Wheelchair Service in Airport Terminal. Window View with Sunlight.

After numerous cases of airlines restricting travelers’ options because of their mobility devices, the International Air Transport Association is forming a group to create better solutions. The organization is forming a Mobility Aids Action Group, with the goal of improving the transportation of mobility aids around the world.

As travel starts to return, one major issue airlines continue to contend with has come to light: the transportation of mobility devices. After two high-profile cases in 2021, the International Air Transport Association (IATA) announced the formation of a Mobility Aids Action Group, with the goal of discovering a better way to transport wheelchairs and other devices on commercial aircraft.

Group First of Its Kind to Explore Mobility Device Issues for Airlines

According to a 2021 global media day presentation, over one billion individuals around the world experience some form of disability.
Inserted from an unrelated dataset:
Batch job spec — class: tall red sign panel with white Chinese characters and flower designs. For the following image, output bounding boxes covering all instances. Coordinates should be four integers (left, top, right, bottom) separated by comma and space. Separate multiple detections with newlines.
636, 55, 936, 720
However, when it comes to rules governing disability in air transport, there is a large patchwork of regulators with different approaches. The result is a lack of parity for disabled travelers – especially those who rely on a mobility device.
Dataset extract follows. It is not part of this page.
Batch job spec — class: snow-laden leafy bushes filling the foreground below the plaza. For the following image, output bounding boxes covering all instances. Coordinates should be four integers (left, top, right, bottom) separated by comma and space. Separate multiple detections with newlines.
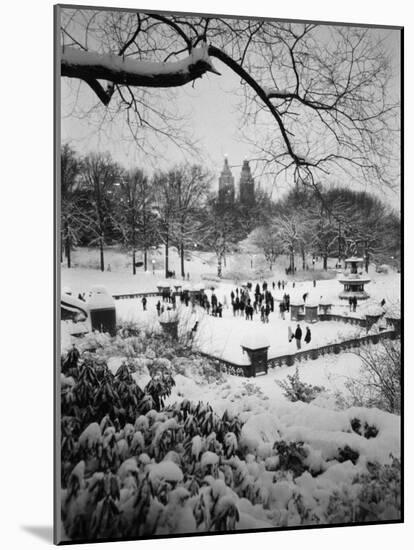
61, 334, 400, 541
The group is the first of its kind among international aviation organizations. The task force will be made up of accessibility organizations, airlines, ground service provides, airports and mobility aid manufacturers. Together, they will be tasked to “examine and improve the transport journey of mobility aids, including wheelchairs, with the objective of improving the handling of this vital equipment for travelers with disabilities.” Their findings will be shared among airlines, with the goal of improving the airline experience for disabled travelers.

“Every year, thousands of wheelchairs are transported safely by air. However, damage or loss is still occurring. And when it does, it is devastating to the passenger as these devices are more than equipment—they are extensions of their body and essential to their independence,” Willie Walsh, director general of IATA, said in a statement. “This is why we want to do something about it on a global level, not through setting up a talking shop, but by bringing the key groups together to take practical action.”
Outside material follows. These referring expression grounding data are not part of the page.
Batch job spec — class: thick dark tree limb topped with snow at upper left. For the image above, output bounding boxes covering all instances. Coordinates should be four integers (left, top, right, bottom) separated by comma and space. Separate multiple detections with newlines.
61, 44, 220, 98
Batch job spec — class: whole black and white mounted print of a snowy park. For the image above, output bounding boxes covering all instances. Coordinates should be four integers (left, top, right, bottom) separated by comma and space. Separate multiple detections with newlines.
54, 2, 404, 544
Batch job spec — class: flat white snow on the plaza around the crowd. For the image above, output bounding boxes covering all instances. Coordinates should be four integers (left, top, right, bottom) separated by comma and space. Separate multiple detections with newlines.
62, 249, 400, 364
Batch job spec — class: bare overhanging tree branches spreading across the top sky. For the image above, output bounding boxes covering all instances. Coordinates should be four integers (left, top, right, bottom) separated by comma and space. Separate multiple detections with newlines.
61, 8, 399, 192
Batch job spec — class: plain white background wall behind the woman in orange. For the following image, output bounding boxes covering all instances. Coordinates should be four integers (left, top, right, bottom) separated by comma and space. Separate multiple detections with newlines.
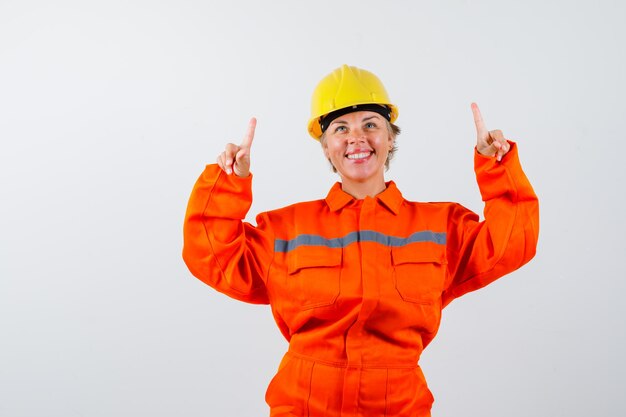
0, 0, 626, 417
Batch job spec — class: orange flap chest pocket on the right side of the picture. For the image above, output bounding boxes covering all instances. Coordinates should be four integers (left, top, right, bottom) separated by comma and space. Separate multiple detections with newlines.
391, 243, 448, 304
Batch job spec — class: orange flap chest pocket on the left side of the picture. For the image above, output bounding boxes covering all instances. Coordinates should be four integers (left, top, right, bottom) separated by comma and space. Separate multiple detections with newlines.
287, 246, 343, 310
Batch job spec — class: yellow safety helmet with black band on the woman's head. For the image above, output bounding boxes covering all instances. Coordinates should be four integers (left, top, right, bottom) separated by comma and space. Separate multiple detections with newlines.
308, 65, 398, 140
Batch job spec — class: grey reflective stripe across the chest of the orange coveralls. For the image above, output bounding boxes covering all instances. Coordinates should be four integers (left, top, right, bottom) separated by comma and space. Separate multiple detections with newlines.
274, 230, 446, 252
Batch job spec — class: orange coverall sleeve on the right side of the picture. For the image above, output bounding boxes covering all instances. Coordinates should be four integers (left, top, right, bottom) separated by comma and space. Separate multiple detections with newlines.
442, 142, 539, 306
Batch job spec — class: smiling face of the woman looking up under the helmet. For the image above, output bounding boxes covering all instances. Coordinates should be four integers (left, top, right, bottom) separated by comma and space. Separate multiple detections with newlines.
323, 111, 393, 187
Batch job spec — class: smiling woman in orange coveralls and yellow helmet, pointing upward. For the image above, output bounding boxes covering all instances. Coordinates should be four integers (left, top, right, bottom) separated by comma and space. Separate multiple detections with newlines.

The formation of the group marks the first time mobility aid manufacturers have been asked to participate on an aviation-focused group. Their plan is to met regularly and offer advice and support on best practices to air carriers.

Mobility Device Group First Major Initiative for Walsh’s Leadership

The formation of the Mobility Aids Action Group is the first major project under Walsh’s leadership of the IATA. The former head of International Airlines Group exited from the conglomerate in September 2020 to become director general of IATA, being replaced at IAG by former Iberia CEO Luis Gallego.